C'est un défaut professionnel : quand je lis de la littérature, j'y trouve toujours de la philosophie (et réciproquement).
Par exemple, je pense au Phédon de Platon en lisant quelques lignes du Voyage au bout de la nuit. Socrate en effet dit dans le dialogue en question :
" L'âme raisonne le plus parfaitement quand ne viennent le perturber ni audition, ni vision, ni douleur, ni plaisir aucun ; quand au contraire elle se concentre le plus possible en elle-même et envoie poliment promener le corps ; quand, rompant autant qu'elle en est capable toute association comme tout contact avec lui, elle aspire à ce qui est." (65c, éd. Luc Brisson, p. 1181, Flammarion)
Ou bien, un peu plus loin :
" Tant que nous aurons le corps, et qu'un mal de cette sorte restera mêlé à la pâte de notre âme, il est impossible que nous possédions jamais en suffisance ce à quoi nous aspirons." (66b)

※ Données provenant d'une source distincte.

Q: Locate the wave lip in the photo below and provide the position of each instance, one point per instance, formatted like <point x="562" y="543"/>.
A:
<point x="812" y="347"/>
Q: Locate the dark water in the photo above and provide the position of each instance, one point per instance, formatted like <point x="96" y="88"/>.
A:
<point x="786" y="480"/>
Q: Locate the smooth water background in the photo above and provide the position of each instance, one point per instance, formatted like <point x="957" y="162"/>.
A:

Dans un tel esprit, le point de vue sur le monde que j'ai grâce à ce que je perçois par mes sens n'a strictement aucune valeur cognitive : il ne me donne accès qu'à des apparences éphémères. Aussi, mourir de son vivant, si on peut dire, est le seul moyen d'accéder à une réalité éternelle. C'est par rapport à cette représentation platonicienne des rapports corps / esprit que se détachent ces quelques phrases du Voyage ; Ferdinand va entrer comme ouvrier dans une usine Ford à New-York, les miteux du texte sont les autres ouvriers, plus généralement les pauvres :
" Je me méfiais quand même parce que les miteux ça délire facilement. Il y a un moment de la misère où l'esprit n'est déjà plus tout le temps avec le corps. Il s'y trouve vraiment trop mal. C'est déjà presque une âme qui vous parle. C'est pas responsable une âme." (La Pléiade, p. 224).

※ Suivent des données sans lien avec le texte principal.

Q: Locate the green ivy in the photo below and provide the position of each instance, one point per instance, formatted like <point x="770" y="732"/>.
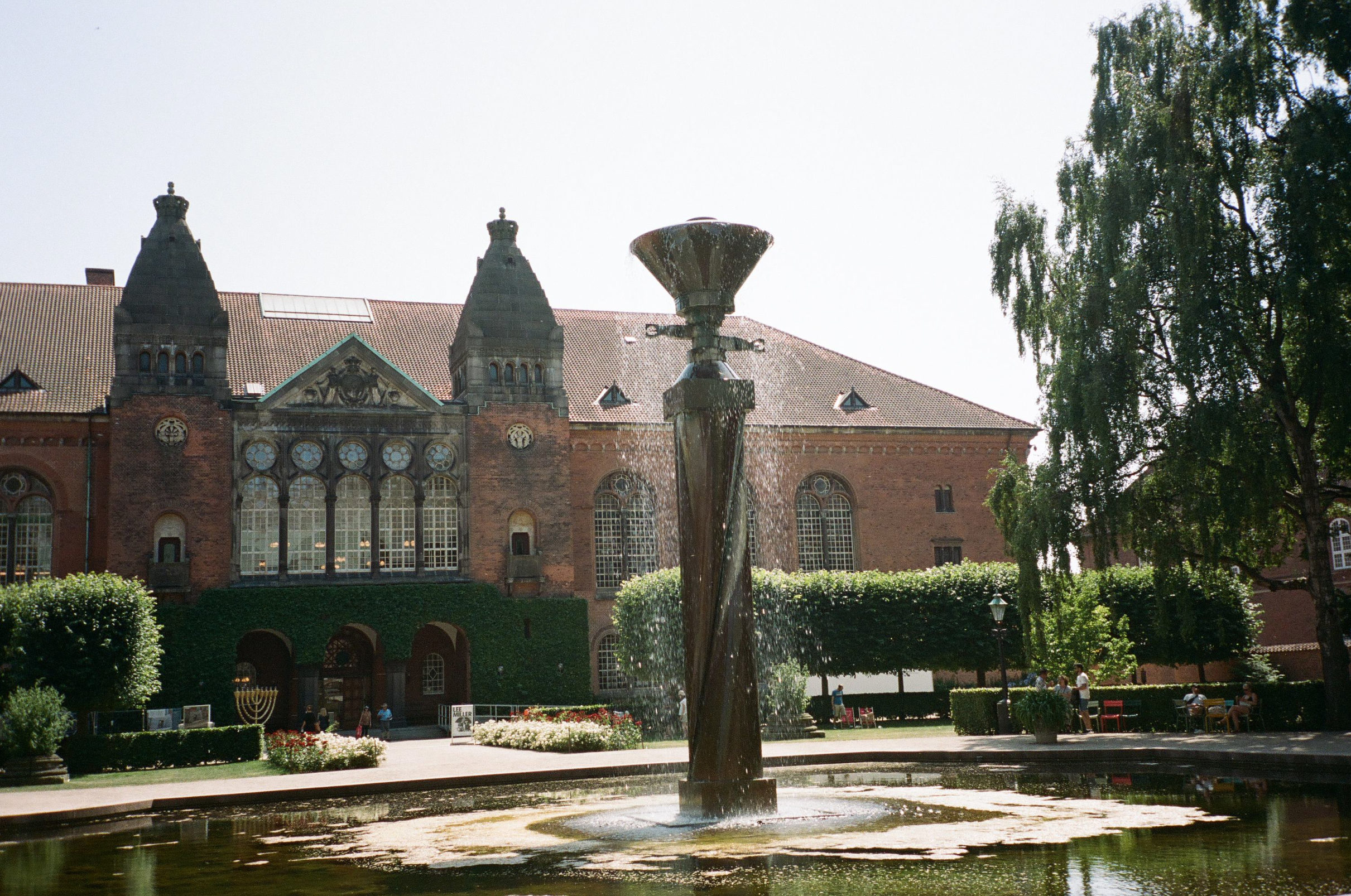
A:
<point x="200" y="639"/>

C'est l'opposé de la position du Phédon : plus l'esprit est ancré dans le corps, plus il connaît la réalité. Plus on veut fuir le corps (dans l'expérience douloureuse qui va par exemple avec les souffrances de la misère), plus on s'égare. C'est l'âme - le mot âme désignant ici l'esprit désarrimé du corps - du travailleur à la chaîne qui, entre autres, est ici visée.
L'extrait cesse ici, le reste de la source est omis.